Она отставила чашку, на цыпочках подкралась к двери и выглянула в глазок. Фу-у-у-у.
Соня рывком отперла дверь и ласково улыбнулась стоящему перед ней соседу.
— Здравствуйте, Владимир Петрович!
— Привет, Сонюшка. Пустишь?
— Да, конечно.
Она посторонилась, пропуская его в квартиру. Сосед зашел как-то боком, словно ему было неловко.
— Что же ты, Сонюшка, глаз домой не кажешь? Так сильно испугалась?
— Нет, дело не в этом, — сказала Соня. — Просто так получается, Владимир Петрович, что я переехала к своему другу.
— На время? Пока тут с убийством и с пожаром правоохранители наши не разберутся? — спросил он.
— Надеюсь, что навсегда. — Соне было немного неудобно, но она не могла сдержать ликующую улыбку, которая возникала на ее лице каждый раз, когда она думала о Феодосии Лаврецком. — Я, Владимир Петрович, замуж выхожу.
— За-а-муж… — В его прищуре появилось что-то нехорошее, волчье. — Это за того ферта, с которым я тебя в воскресенье в подъезде видел?
— Да он не ферт. Он — хороший человек. Дениса начальник. Владелец ресторанов. Например, «Бурраты», слышали, наверное?
— Что же ты, Сонечка. — Лицо соседа теперь выражало неприкрытое огорчение. — Неужели и ты на большие деньги купилась? Я же тебя знаю, девочка. Это все не для тебя. Душа твоя чистая, не сможешь ты с богатеем за деньги жить.
Соня и сердилась из-за подобной бесцеремонности, и была благодарна соседу, таким неумелым способом выражавшему заботу о ней. С момента смерти родителей он понемногу о ней заботился, делился охотничьими трофеями, чинил розетки, менял лампочки… Хороший был мужик Владимир Петрович, добрый и надежный. И сердиться на него не было никакого смысла.
— Да я же не из-за денег, — примирительно сказала она. — Понимаете, Владимир Петрович, так уж вышло, что я в него влюбилась.

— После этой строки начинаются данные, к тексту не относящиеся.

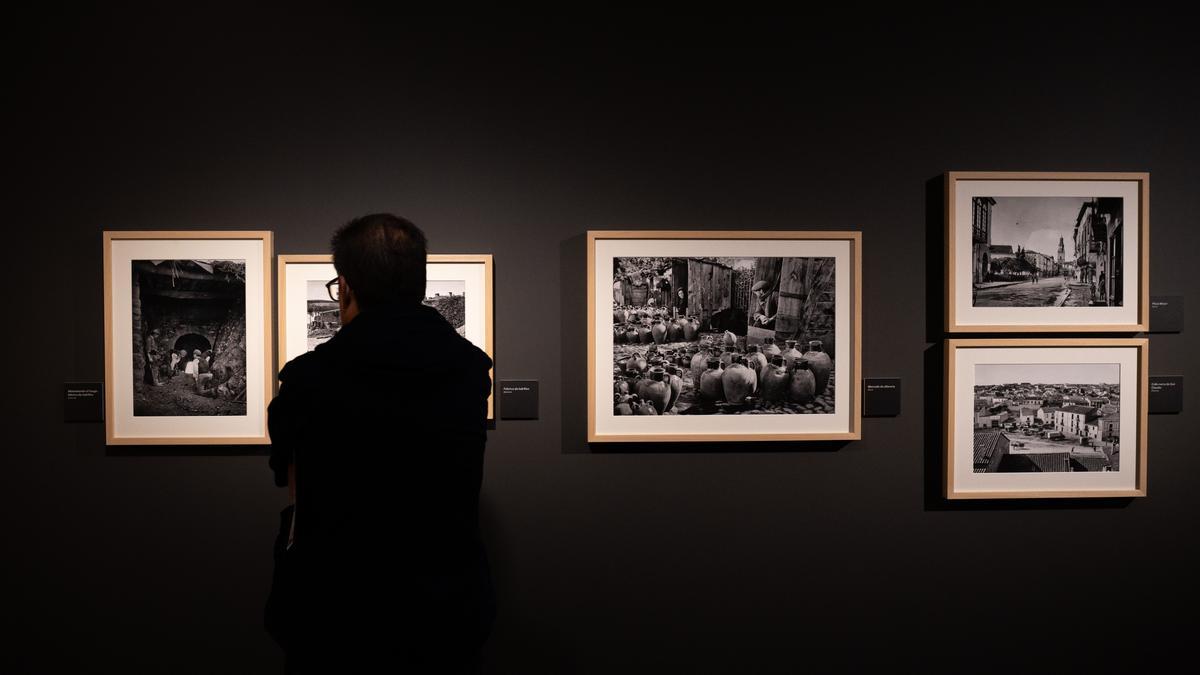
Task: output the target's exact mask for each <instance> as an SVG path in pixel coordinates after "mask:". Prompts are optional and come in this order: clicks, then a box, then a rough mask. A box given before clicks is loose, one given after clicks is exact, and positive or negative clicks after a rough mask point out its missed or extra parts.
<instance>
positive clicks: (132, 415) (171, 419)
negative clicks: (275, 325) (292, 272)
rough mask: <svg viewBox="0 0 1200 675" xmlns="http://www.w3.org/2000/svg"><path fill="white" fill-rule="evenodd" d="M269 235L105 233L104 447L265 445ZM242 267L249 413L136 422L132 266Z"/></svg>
mask: <svg viewBox="0 0 1200 675" xmlns="http://www.w3.org/2000/svg"><path fill="white" fill-rule="evenodd" d="M271 241H272V240H271V233H270V232H169V231H160V232H104V334H106V345H104V350H106V354H104V371H106V381H107V390H106V396H104V399H106V414H104V428H106V440H107V443H108V444H109V446H121V444H158V446H170V444H200V443H204V444H265V443H268V442H270V441H269V437H268V434H266V406H268V404H269V402H270V399H271V393H272V390H274V389H272V387H271V381H272V377H271V354H270V348H271V322H270V321H269V318H268V316H269V313H270V307H271V303H270V298H271V271H272V270H271V265H270V259H271V255H272V250H271V245H272V244H271ZM184 258H187V259H244V261H245V262H246V414H245V416H196V417H185V416H156V417H134V416H133V382H132V375H131V374H132V372H133V317H132V304H131V297H132V292H133V291H132V288H133V280H132V274H131V269H132V264H133V261H137V259H184Z"/></svg>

Сосед, в который уже раз, поменялся в лице.
— Как это влюбилась? — спросил он. — С чего бы это?
— Ну, так бывает, Владимир Петрович, — засмеялась Соня и чмокнула соседа в щеку. — Люди иногда влюбляются друг в друга. Вы, наверное, просто не помните. Ой, извините. Я не хотела вас обидеть.
Она смутилась чуть ли не до слез и замолчала.
— Да ладно тебе, не извиняйся. — Сосед добродушно махнул рукой. — Я бобылем жил, бобылем и помру. При моей солдатской жизни никогда нельзя было быть ни в чем уверенным. Когда у тебя пули над головой грохочут, какая уж тут семья. Да и потом тоже… Всю жизнь как по краю. Ты мне вот что скажи, Сонюшка. Ты правда сильно его любишь?